To a posh Advertising Association party at Unilever House last week. There an engaging young man called Ed Vaizey, Minister of Communication, Culture and the Creative Industries, told us that this government thinks that advertising is absolutely marvellous so long as you don’t spend any money on it.
This has a familiar ring. We will build expensive aircraft carriers, but we can’t afford any jets to put on them. (Incidentally has it occurred to anyone else that you could get a lot of deck chairs on an empty aircraft carrier, and noticing that in Green Park serious money is paid for sitting on government deck chairs, why don’t we anchor the carriers off Southend and solve the deficit in no time?)
Ed made a charming speech in which he made all sorts of flattering comments about the size, importance and quality of the UK advertising industry, but then made it clear that this government are complete Philistines when it comes to understanding what advertising can actually do.
Like many misguided company CEO’s before them, they think that they can simply save the money and the net result of not advertising is all pure profit to the bottom line.
Ed also talked about “nudging” people, as this is apparently the first government in history, which has absorbed some of the language (if not the understanding) of behavioural economics. (There was also a half-hearted attempt to float the idea of the Big Society.

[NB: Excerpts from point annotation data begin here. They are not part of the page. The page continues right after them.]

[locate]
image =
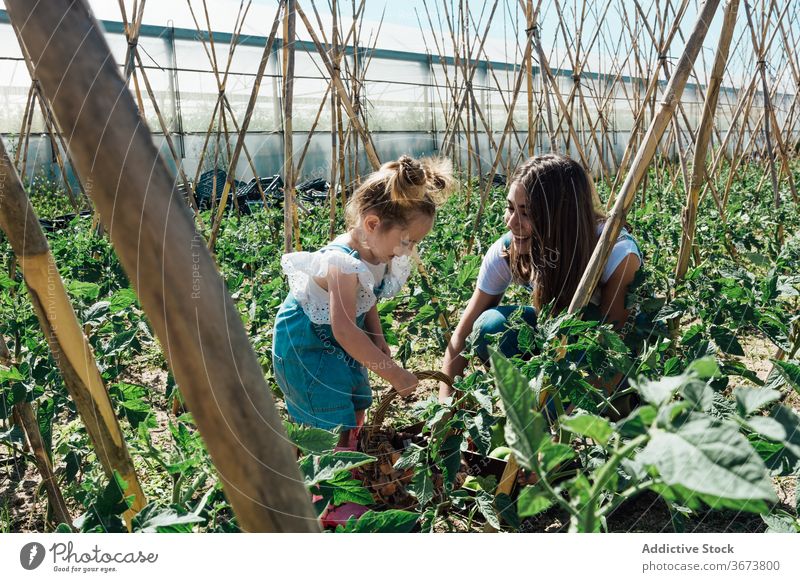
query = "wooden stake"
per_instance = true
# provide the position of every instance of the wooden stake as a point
(176, 280)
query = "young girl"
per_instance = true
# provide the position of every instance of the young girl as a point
(553, 226)
(327, 332)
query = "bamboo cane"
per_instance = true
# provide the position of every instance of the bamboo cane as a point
(703, 136)
(288, 93)
(55, 498)
(643, 158)
(58, 321)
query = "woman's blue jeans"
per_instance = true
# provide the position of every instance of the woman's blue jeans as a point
(498, 320)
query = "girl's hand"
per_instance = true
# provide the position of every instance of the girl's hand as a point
(380, 343)
(405, 383)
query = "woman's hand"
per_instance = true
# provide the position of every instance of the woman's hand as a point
(380, 343)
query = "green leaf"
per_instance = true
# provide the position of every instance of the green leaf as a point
(155, 519)
(410, 457)
(790, 421)
(12, 436)
(553, 454)
(311, 440)
(390, 521)
(637, 422)
(658, 392)
(692, 335)
(6, 282)
(533, 500)
(480, 431)
(421, 486)
(788, 372)
(526, 430)
(781, 523)
(711, 459)
(122, 299)
(318, 468)
(767, 427)
(751, 400)
(507, 510)
(726, 340)
(670, 311)
(594, 427)
(343, 489)
(672, 366)
(705, 368)
(485, 503)
(83, 290)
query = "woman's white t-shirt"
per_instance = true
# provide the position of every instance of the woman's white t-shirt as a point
(495, 274)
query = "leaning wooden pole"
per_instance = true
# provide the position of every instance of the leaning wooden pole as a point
(58, 506)
(63, 333)
(176, 280)
(644, 156)
(702, 138)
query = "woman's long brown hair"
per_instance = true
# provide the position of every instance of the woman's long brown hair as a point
(559, 199)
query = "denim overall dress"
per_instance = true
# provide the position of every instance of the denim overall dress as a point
(322, 384)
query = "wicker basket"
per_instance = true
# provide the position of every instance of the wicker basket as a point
(388, 485)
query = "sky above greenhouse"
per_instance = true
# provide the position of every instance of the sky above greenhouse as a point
(420, 26)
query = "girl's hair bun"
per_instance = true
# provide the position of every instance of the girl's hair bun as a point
(401, 188)
(406, 181)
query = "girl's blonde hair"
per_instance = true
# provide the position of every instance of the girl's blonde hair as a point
(401, 189)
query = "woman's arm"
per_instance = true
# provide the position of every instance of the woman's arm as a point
(612, 307)
(613, 292)
(454, 362)
(342, 289)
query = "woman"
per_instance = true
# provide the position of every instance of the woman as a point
(553, 225)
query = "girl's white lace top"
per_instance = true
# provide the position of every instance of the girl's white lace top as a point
(302, 267)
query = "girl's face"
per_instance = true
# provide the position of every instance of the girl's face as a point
(517, 218)
(396, 241)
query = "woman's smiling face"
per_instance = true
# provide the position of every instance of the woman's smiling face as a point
(517, 218)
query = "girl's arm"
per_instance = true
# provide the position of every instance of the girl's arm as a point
(454, 362)
(342, 289)
(372, 325)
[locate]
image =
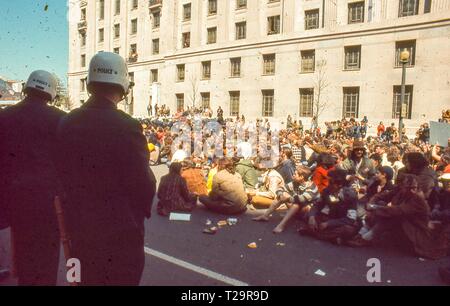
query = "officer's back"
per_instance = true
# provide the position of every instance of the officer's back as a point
(29, 180)
(108, 185)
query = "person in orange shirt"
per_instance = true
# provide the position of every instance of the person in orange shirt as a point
(326, 162)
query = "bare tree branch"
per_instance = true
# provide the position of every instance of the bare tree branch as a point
(320, 85)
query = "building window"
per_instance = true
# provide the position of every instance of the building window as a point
(155, 46)
(83, 39)
(306, 102)
(187, 12)
(212, 35)
(101, 9)
(352, 58)
(409, 45)
(234, 103)
(408, 8)
(427, 7)
(308, 61)
(154, 75)
(351, 102)
(180, 102)
(134, 4)
(268, 64)
(356, 12)
(241, 30)
(156, 20)
(180, 73)
(268, 103)
(117, 7)
(117, 30)
(273, 25)
(101, 35)
(241, 4)
(133, 26)
(83, 15)
(206, 70)
(235, 64)
(186, 40)
(206, 98)
(311, 19)
(212, 7)
(397, 105)
(133, 54)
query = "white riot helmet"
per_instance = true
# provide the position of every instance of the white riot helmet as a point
(42, 81)
(109, 68)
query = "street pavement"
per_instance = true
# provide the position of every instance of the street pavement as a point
(179, 254)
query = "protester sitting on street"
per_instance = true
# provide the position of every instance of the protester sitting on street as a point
(441, 211)
(194, 177)
(408, 215)
(271, 182)
(300, 194)
(376, 160)
(380, 183)
(417, 165)
(334, 217)
(179, 155)
(228, 194)
(326, 162)
(359, 166)
(287, 165)
(173, 193)
(248, 172)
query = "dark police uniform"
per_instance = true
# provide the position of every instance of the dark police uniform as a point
(29, 184)
(109, 191)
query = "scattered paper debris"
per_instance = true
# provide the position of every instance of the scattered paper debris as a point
(231, 221)
(320, 273)
(222, 223)
(180, 217)
(253, 245)
(210, 231)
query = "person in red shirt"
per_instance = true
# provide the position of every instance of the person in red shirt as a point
(326, 162)
(380, 129)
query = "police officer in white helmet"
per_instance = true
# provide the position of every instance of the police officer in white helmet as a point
(109, 188)
(29, 180)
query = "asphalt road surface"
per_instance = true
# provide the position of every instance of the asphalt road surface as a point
(179, 254)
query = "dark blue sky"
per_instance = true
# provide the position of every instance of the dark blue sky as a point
(33, 38)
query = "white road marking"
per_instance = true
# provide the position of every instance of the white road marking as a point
(197, 269)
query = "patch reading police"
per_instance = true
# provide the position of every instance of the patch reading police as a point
(105, 70)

Though there was no attempt to suggest how the advertising industry could help with this) It’s all very reminiscent of major companies who have from time to time decided that they will put all their marketing activity below the line and then gradually discover that ‘nudging’, or sales promotion as it used to be called, can be highly effective…but often at a much higher cost per contact than advertising.
Keith Weed proudly told us that Unilever had increased its investment in its brands during the recession and was now seeing significant benefit in improved sales, but I doubt if Ed was listening. Penny Hughes, the AA President should have hit Ed over the head with an outsized handbag, but she is far too nicely brought up.

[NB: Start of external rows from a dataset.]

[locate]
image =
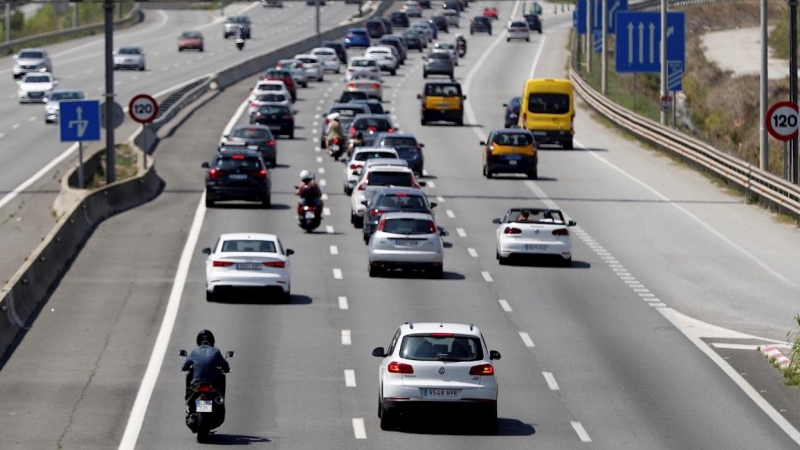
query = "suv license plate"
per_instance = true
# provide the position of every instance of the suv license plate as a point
(440, 393)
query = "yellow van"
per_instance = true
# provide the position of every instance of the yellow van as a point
(548, 111)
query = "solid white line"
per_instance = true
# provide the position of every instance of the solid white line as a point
(139, 409)
(359, 429)
(582, 434)
(526, 338)
(349, 378)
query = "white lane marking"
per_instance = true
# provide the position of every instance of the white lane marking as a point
(582, 434)
(350, 378)
(359, 429)
(526, 338)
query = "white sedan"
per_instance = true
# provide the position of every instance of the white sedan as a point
(534, 232)
(447, 364)
(248, 260)
(35, 87)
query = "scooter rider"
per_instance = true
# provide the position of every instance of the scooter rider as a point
(204, 364)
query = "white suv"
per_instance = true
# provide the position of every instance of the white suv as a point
(437, 364)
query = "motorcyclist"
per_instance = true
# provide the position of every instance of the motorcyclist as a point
(206, 364)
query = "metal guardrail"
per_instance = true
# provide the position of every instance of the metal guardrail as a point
(752, 179)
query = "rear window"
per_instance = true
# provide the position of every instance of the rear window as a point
(389, 179)
(548, 103)
(248, 245)
(435, 348)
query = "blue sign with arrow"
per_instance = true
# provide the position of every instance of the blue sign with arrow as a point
(79, 120)
(639, 45)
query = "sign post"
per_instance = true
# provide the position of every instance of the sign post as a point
(79, 121)
(143, 108)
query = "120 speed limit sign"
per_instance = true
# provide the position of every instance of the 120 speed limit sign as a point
(782, 121)
(143, 108)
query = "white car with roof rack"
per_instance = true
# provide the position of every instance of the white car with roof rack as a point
(437, 365)
(534, 232)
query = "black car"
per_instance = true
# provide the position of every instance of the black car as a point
(394, 200)
(341, 52)
(408, 149)
(440, 22)
(534, 22)
(347, 112)
(512, 112)
(237, 174)
(480, 24)
(278, 118)
(253, 137)
(370, 126)
(400, 19)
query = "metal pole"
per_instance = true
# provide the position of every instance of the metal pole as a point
(604, 56)
(763, 136)
(664, 117)
(108, 6)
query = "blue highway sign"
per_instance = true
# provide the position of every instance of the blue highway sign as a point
(79, 120)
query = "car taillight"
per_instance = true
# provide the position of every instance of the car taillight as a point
(484, 370)
(396, 367)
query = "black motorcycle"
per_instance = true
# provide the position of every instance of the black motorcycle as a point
(205, 403)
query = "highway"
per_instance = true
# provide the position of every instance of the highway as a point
(594, 356)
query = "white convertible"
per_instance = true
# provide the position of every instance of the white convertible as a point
(534, 232)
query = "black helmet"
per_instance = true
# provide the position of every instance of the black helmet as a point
(205, 337)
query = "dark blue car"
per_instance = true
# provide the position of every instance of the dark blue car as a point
(356, 37)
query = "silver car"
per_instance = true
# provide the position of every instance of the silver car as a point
(129, 58)
(31, 60)
(53, 106)
(406, 240)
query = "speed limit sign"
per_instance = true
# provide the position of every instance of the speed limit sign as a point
(143, 108)
(782, 121)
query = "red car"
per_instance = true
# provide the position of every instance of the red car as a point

Talking to several of the great and good gathered at the AA’s party I got the impression (perhaps erroneously) that even the HMRC’s campaign to encourage us to pay our tax in time and online has been axed, when it can surely demonstrate an immediate return on expenditure. And all the longer term healthcare campaigns that will actually save the National Health Service serious money over time have been thrown on a giant deficit bonfire.
No doubt the AA will slowly bring the Coalition government round to a better understanding of advertising. The AA has established a new think tank called CREDOS to find “creative ways to express the economical and social benefits of advertising”. One would have thought that there was already 30 years of evidence from the IPA Effectiveness Awards… and our own Judie Lannon edited a particularly fine selection of winning IPA public service cases into a book stacked full of evidence of how effective it is. But I guess modern Tory politicians only read The Daily Mail.
I suspect that the shrewd business to be in over the next few years is head hunting, because surely the very marketing and advertising people who are being chucked out of the COI will very soon need to be replaced – as this government stops playing to the Daily Mail gallery and starts to do some real thinking – and probably at much higher cost.